When you’re ready to make pie, preheat your oven to 425. Pull your dough rectangle out of the fridge, cut it in half longways, and then cut each half into 5 nuggets. Roll your dough nugs into balls with your hands and roll the balls into disks with a floured rolling pin. I like to go pretty thin, like 1/8th of an inch.
Dough nugs! I used whole wheat flour for all the pies in these pictures, which is why they are brown. White flour will definitely produce tastier results, but I decided if I’m going to be baking at home all the time I might as well gesture towards health a little bit.
Put filling on one half of your dough circle, leaving about a half inch border of bare dough at the edge. Fold your dough over your filling and press the seam together with your fingers, then crimp with a fork.
Either cut slits with a sharp knife in the top of your dough or dock the top by poking a bunch of holes in it with a fork.
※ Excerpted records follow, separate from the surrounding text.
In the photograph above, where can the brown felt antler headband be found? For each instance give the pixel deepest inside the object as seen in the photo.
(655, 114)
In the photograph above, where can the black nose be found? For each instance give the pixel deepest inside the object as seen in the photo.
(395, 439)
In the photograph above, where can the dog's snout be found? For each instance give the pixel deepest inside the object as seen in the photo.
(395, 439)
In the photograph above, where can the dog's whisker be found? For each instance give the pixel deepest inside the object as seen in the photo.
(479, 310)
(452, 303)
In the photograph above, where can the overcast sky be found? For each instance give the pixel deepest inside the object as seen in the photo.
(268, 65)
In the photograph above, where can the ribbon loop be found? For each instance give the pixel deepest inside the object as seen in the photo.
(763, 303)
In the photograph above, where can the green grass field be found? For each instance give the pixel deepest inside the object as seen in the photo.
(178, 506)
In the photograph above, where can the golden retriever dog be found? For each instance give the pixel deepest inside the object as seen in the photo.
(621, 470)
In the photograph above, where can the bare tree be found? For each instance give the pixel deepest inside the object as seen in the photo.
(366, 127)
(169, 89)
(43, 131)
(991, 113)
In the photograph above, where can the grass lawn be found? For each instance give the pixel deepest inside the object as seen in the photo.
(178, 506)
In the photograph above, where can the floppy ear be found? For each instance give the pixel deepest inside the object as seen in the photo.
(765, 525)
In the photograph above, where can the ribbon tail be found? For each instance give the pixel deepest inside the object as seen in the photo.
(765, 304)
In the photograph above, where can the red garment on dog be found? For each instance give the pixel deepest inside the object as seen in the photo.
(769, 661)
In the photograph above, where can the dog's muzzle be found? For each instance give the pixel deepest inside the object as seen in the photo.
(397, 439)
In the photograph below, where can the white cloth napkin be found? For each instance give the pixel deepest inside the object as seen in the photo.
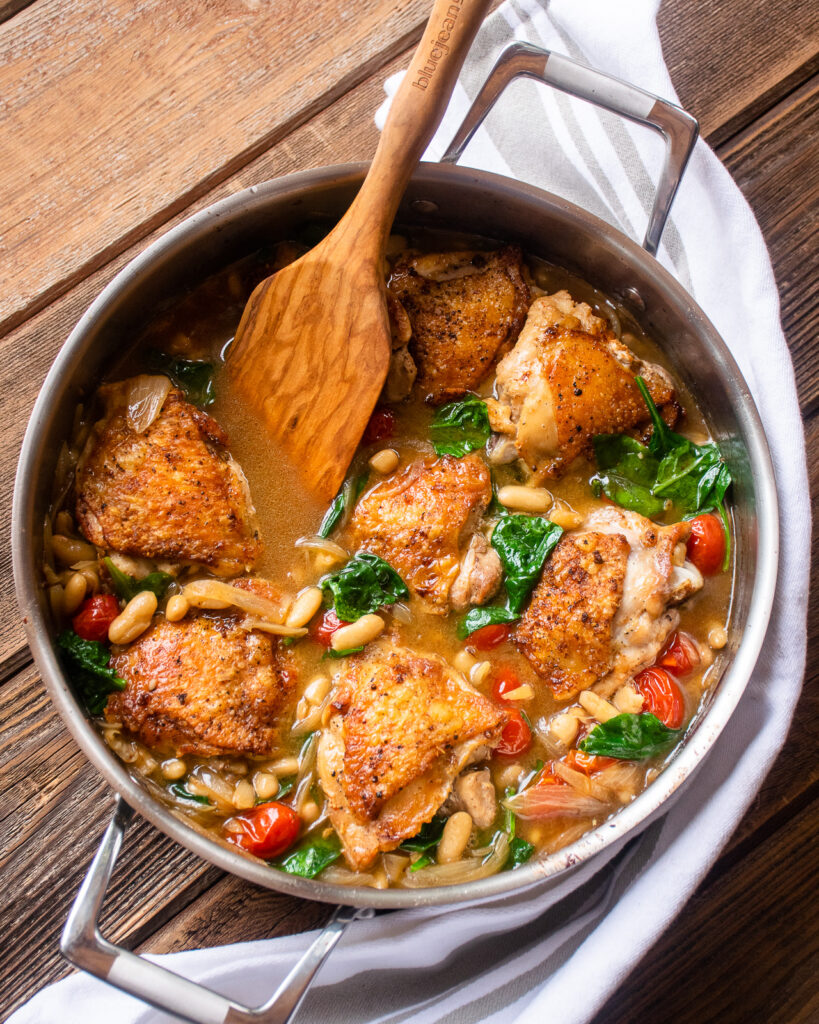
(559, 954)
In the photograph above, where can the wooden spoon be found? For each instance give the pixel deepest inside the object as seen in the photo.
(312, 349)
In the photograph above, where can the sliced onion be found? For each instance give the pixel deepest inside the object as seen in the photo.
(554, 802)
(469, 869)
(202, 592)
(145, 397)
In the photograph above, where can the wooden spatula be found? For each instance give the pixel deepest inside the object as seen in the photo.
(312, 349)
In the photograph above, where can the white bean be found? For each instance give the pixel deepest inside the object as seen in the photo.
(176, 608)
(266, 784)
(597, 706)
(455, 838)
(134, 619)
(76, 589)
(305, 606)
(173, 768)
(357, 634)
(385, 461)
(525, 499)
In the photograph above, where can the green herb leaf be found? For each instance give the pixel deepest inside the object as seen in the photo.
(310, 857)
(429, 836)
(87, 665)
(363, 585)
(461, 427)
(128, 586)
(631, 737)
(523, 543)
(343, 503)
(476, 619)
(519, 852)
(180, 790)
(195, 377)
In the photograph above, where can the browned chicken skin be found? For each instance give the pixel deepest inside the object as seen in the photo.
(418, 519)
(205, 685)
(402, 728)
(171, 493)
(602, 609)
(568, 379)
(466, 309)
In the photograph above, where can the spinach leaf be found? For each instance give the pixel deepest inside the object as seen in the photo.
(343, 503)
(195, 377)
(523, 543)
(476, 619)
(87, 666)
(629, 736)
(362, 586)
(429, 836)
(461, 427)
(180, 790)
(519, 852)
(310, 857)
(128, 586)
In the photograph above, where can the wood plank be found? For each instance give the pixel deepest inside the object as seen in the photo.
(191, 93)
(729, 62)
(54, 810)
(343, 133)
(744, 948)
(776, 164)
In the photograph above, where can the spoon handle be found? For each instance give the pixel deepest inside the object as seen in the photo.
(417, 110)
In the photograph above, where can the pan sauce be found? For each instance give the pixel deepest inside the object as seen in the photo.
(200, 328)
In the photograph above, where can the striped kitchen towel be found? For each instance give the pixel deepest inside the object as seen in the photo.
(557, 955)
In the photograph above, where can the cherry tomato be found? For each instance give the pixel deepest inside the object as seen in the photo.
(322, 629)
(706, 544)
(588, 763)
(680, 654)
(266, 830)
(516, 736)
(93, 619)
(506, 680)
(381, 425)
(489, 636)
(662, 696)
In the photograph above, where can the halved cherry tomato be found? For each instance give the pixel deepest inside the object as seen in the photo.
(705, 546)
(516, 736)
(662, 696)
(381, 426)
(588, 763)
(93, 619)
(266, 830)
(680, 654)
(322, 629)
(506, 680)
(488, 636)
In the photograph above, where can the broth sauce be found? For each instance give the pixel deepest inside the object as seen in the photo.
(201, 327)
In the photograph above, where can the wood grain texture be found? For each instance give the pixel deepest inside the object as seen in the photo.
(130, 111)
(775, 162)
(730, 62)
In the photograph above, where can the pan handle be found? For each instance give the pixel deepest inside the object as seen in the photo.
(678, 128)
(83, 944)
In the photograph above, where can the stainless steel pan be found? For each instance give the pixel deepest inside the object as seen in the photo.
(443, 197)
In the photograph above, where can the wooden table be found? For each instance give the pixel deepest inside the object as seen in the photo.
(122, 118)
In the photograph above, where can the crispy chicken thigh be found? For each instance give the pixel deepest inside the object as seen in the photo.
(419, 519)
(466, 308)
(567, 379)
(402, 727)
(170, 493)
(602, 609)
(205, 685)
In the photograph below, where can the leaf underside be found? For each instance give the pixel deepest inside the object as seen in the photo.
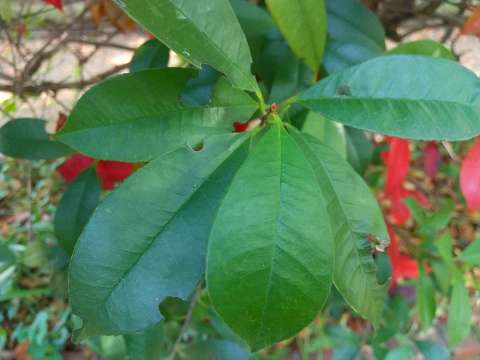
(378, 96)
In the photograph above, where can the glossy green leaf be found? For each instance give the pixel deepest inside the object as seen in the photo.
(270, 252)
(433, 351)
(423, 47)
(201, 31)
(389, 95)
(150, 55)
(199, 90)
(215, 350)
(304, 25)
(75, 208)
(7, 257)
(119, 272)
(426, 304)
(459, 314)
(330, 133)
(359, 149)
(138, 116)
(354, 216)
(280, 70)
(26, 138)
(355, 35)
(471, 255)
(254, 20)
Rub down each pie with vegetable oil, and bake on parchment lined pans for 20-30 minutes. When done, the edges should be golden brown and all the pastry should feel hard to the touch.
The finished product. The oil rub on the outside produces a nice pseudo-fried exterior.
*Notes*
If you don’t want to roll out each pie individually, you can roll all your dough out at once and cut it into rectangles. Fill and fold the rectangles the same way you would a circle of dough.
You can also totally deep fry these if you want to throw caution to the winds. Fry at 350 in deep oil, turning frequently until both sides are golden brown. Filling can leak out of the pie and cause gnarly splatters so, uh, watch out.
Greens and Feta Pie Filling
This is like a much much easier, slightly less indulgent spanakopita.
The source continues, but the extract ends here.